San Francisco

Jack Tworkov

San Francisco Museum of Art

The retrospective of Tworkov’s mature style is about midway in its travels to six American museums. The exhibition, originally shown at the Whitney Museum of American Art, was condensed for the tour, but it is still a large show with excellent examples of all the changes of Tworkov’s work in the last fifteen years. Prior to ’49 he was painting very abstract still-lifes, but they are not included, nor is there even one of the social conscious paintings of the thirties, or the academic paintings of the twenties. Apparently the organizers of the show decided to include only the Abstract Expressionist work, so we can only guess if the earlier work was growing in this direction.

The growth of the style closely parallels that of de Kooning. They had studios next door to one another, and it is conceivable that the process of influence was a two-way street. The melding of influences includes Kline, too, but that is more evident in the late ’50s, and in the ’60s. However that may be, Tworkov’s paintings are distinctly different from his mentors.

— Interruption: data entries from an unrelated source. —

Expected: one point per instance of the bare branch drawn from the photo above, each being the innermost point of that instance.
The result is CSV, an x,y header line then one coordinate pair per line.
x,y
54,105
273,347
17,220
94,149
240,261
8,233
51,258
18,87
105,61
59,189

The difference is a more rigorous geometrical pattern, and a greater regularity to the rhythm of the brush stroke. The slashing flame-like stroke usually diagonally in the direction of the upper right hand corner is very fast and intense, but always contained by a more or less unseen grid: action is counterpoised against stillness.

In ’56 the grid is quite rigid, and is often marked out visibly in pencil; by ’58 the form was much freer and more organic to the painting, the colors more sombre, but the metronomic lean to starboard is still evident. In fact it is still there in his most recent emblematic-symmetrically oriented work. This latest tendency still has the feather edge of the brush stroke, but is less active, and less painterly. From ’60 into the same year that symmetry developed, he painted with a much broader line, and some of the most monumental and dramatic paintings of this show are from this phase. RWG#9 is a tall, checked painting in red, green and grey, very simple and rich. The broad stripe of ’60 is beautifully illustrated by Thursday; Script (’62) simplifies the stripe and gives it its boldest impact. If the flame of Expressionism has burned out, it went out in glory.